Beneath the floorboards was a translucent sickly yellow cluster of energy, with reaching tendrils that waved slowly in the frigid air like long fingers on a man’s hand, or kelp beneath the sea.

I knew it from my research. It was a Conflux.

I took my aviators off and stared at it, waving at me like glowing seaweed flowing gently on the ocean floor.

Most of what I’d heard about Confluxes was rumor and conjecture, the coalesced remnants of old pains done to angry, angry people. Some folks in the know have said that anger has a power all its own. The deeper the hurt, the more powerful the manifestation.

Another part of our lore claimed that cryptids exposed to them could tap into strange, unknown abilities. As if they evolved Gifts all their own.

They were called Stygians – mutant cryptids. And most of hunters didn’t believe they existed.

As I mulled the details, I realized that none of said details claimed that being near Confluxes was a good idea, so I turned to leave.

…and just as I reached for the door handle, something slammed against it, swinging the door inside and sending me stumbling backwards into the shed.

I dropped the zippo. It went out, leaving me in the dark.

I kept upright, managing to draw my gun again just as a massive wolfish creature with too-long legs was silhouetted for just a moment in the late afternoon light before the door closed again.

I couldn’t ID the thing, because I’d been damn near hypnotized by its two yellow burning eyes. I blinked.

Then it disappeared, as if it suddenly evaporated in the darkness. I heard nothing.

My instincts told me to start firing, but I knew better than to empty my weapon into the darkness. I stood there in the black, frozen. I crouched down and groped for my lighter. No such luck. A few heartbeats later I gave up and stepped toward the door.

The movement set the thing off. It slammed into my legs and I tripped straight away, smashing into a side table and scattering what sounded like empty beer bottles. One of them broke, cutting my hand some.

I turned got up and turned to take a shot, but suddenly there was a powerful weight pushing against my chest, slamming me back down again. I felt hot, putrid breath on my face, and saw those two burning eyes glinting in the dark.

I grit my teeth and grunted as a deep bubbling growl vibrated from the thing’s throat.

I went over my options.

I could try to brand the thing like I’d done to Chuckie, but my branding hand held my gun…and my gun arm was pinned by the wrist.
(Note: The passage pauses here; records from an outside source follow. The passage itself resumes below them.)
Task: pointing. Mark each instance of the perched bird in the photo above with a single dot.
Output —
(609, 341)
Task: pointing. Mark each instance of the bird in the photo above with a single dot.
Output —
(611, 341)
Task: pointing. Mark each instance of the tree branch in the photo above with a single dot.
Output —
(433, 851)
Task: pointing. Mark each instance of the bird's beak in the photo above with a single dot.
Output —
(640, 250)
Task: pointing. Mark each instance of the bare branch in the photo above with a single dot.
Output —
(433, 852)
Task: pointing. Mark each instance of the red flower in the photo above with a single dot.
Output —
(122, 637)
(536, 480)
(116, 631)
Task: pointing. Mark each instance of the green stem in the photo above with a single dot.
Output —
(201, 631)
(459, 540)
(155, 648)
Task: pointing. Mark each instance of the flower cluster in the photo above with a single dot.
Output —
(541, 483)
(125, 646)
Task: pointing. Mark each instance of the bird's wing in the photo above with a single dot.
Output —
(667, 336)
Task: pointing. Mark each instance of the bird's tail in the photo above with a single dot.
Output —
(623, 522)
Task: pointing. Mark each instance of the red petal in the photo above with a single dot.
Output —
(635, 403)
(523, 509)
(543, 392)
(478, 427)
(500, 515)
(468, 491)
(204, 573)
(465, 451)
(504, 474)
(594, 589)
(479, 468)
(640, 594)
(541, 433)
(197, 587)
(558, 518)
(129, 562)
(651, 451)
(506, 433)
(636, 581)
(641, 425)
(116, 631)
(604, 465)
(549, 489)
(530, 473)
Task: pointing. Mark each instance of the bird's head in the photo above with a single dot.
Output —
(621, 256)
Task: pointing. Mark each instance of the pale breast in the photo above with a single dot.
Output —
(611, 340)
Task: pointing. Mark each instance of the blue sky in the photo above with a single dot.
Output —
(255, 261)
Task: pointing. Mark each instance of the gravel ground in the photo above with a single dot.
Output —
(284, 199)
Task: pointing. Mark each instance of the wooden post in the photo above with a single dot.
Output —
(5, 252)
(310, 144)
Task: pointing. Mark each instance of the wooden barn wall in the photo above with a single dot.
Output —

My knife arm however, was not.

I lifted my knee up and from my boot pulled the switchblade Early had brandished at me that morning. The best I could do from that angle was hold the handle straight against the thing’s massive foreleg as it pinned me there, and then trigger the knife.

The blade stabbed straight into its massive shoulder. The creature screamed something loud, old, and awful that only vaguely sounded canine in nature…then disappeared, taking the switchblade with it. I saw another side table lurch to the side, and my glasses treated me to a spatter of blood leaking out as the now-invisible creature bled from the wound.

Suddenly the wood panels at the back of the shed cracked once, twice, then a third time, and exploded outward as the cryptid broke free.

Weak sunlight flooded in through the hole it left behind, and I heard a terrible wailing retreating in the distance.

Once my heart stopped threatening to beat straight out of my throat, I took a second to take stock of what happened. The knife had done way more damage than I’d expected it to, so I figured Early had treated the blade with brass, an anathema to most cryptids in this part of the country.

Apparently Early wasn’t a total moron after all. I made a note to buy the little prick a bottle of beer as I walked out the door.

“Shitfire,” I swore.

The cryptid had gotten away, and I hadn’t even gotten a good look at it, let alone figure out exactly what it was.

But, I thought as I stared around the wrecked shed, at least I knew what had driven it insane and likely given it a new host of weapons – that goddamn Conflux still waving at me from the corner. I had an idea of what had caused it to spring up, but not much else.

I aimed to find out. I checked my gun and headed back for the dealership, ready to end this mess and put some old spirits to rest.